Desde Poder Ciudadano, capítulo argentino de Transparencia Internacional, relacionaron el deterioro con la ausencia de iniciativas gubernamentales concretas para prevenir y sancionar la corrupción. Pablo Secchi, director ejecutivo, señaló que la baja no es casual y la vinculó a “la ausencia total de interés por parte del Gobierno en impulsar políticas anticorrupción”, remarcando la falta de avances en los últimos dos años. El presidente de la organización, Martín D’Alessandro, agregó que el desarrollo económico sostenido requiere “políticas consistentes en el tiempo y mecanismos de control efectivos”.
El informe y la lectura local apuntan además a causas judiciales que han tensionado la percepción internacional. Entre los episodios citados figura el procesamiento del exdirector de la Agencia Nacional de Discapacidad (ANDIS), Diego Spagnuolo, por presuntos delitos que incluyen cohecho y fraude al Estado en una causa instruida por el juez federal Sebastián Casanello. Los procesamientos y embargos relacionados con esa investigación han sido destacados por la prensa como factores que afectan la percepción pública y externa.
Paralelamente, la causa conocida como $LIBRA —investigación sobre el lanzamiento y movimientos de la criptomoneda que estuvo vinculada públicamente a actores próximos al poder y el propio Javier Milei— sigue sumando medidas de prueba y manteniendo la atención de organismos de control y de comisiones legislativas. La exposición de ese expediente figura entre los elementos que, en la agenda pública y en los análisis internacionales, complican la imagen de transparencia del país.

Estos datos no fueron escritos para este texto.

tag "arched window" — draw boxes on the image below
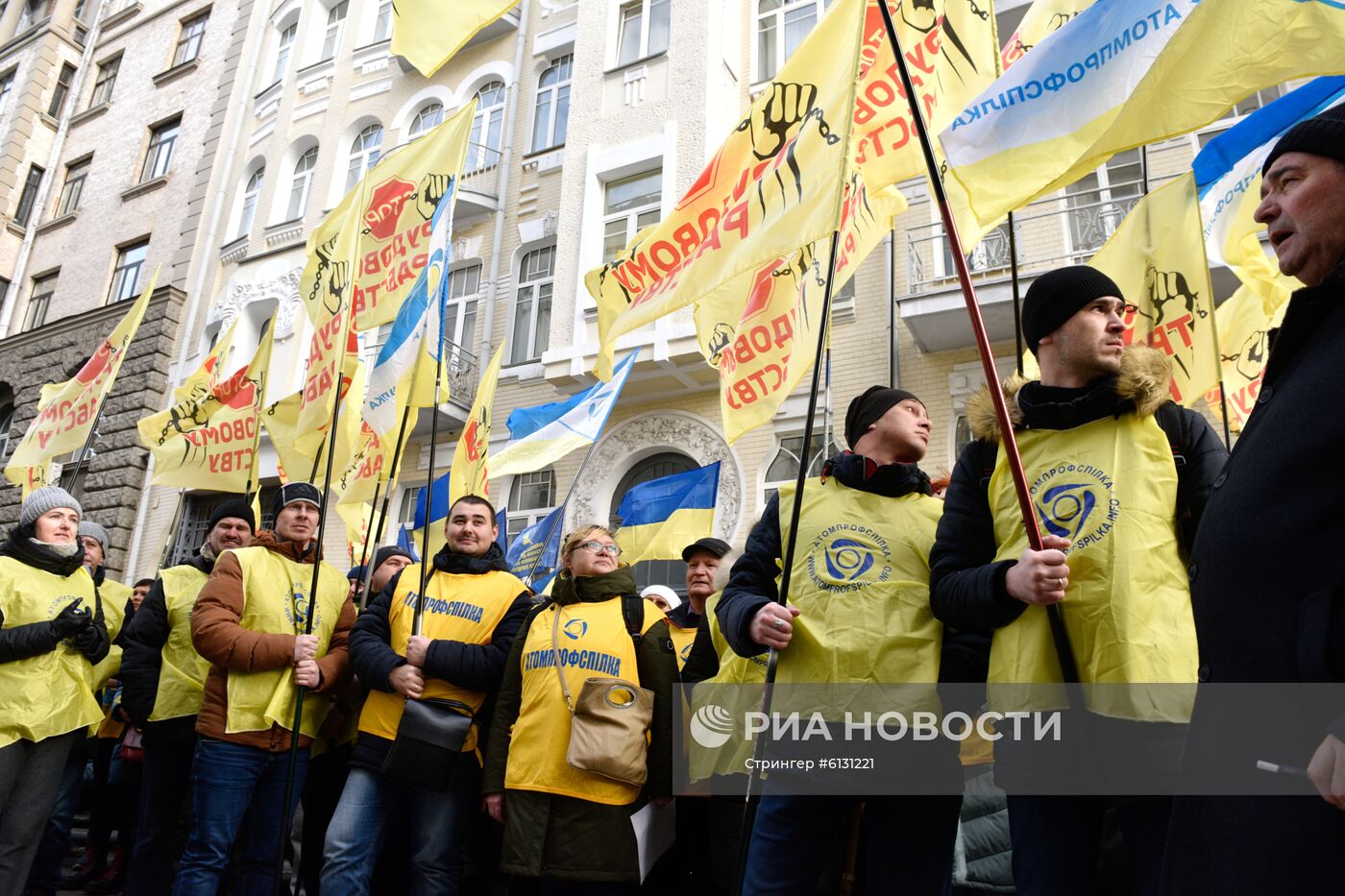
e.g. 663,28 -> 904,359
610,450 -> 699,597
285,147 -> 317,221
346,124 -> 383,191
467,81 -> 504,172
238,165 -> 266,237
410,102 -> 444,140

Cómo mide el IPC y por qué importa
El Índice de Percepción de la Corrupción clasifica a 182 países según la percepción de corrupción en el sector público, utilizando 13 fuentes externas —entre ellas organismos internacionales y consultoras— y una escala que va de 0 (altamente corrupto) a 100 (muy transparente). En la edición 2025, el promedio global cayó a 42 puntos, la cifra más baja en más de una década, lo que indica un deterioro generalizado en la gobernanza y en los controles antiabuso. Dinamarca, Finlandia y Singapur encabezan nuevamente la lista.
Las consecuencias prácticas del retroceso son palpables: analistas e inversores internacionales interpretan las señales institucionales como un factor de riesgo que puede encarecer el crédito, reducir inversiones y limitar alianzas estratégicas. Para organizaciones de la sociedad civil, el diagnóstico exige no sólo discursos sino medidas concretas: fortalecimiento de controles, independencia judicial efectiva, transparencia en licitaciones y políticas públicas sostenidas en el tiempo.
En síntesis, la caída de Argentina en el IPC 2025 combina factores estructurales —una tendencia negativa de años— con episodios recientes de alto impacto mediático y judicial. El desafío es transformar la alerta en agenda pública efectiva: sin señales claras de respuesta institucional, el país corre el riesgo de que la percepción internacional siga penalizando su posición en índices que condicionan decisiones económicas y diplomáticas.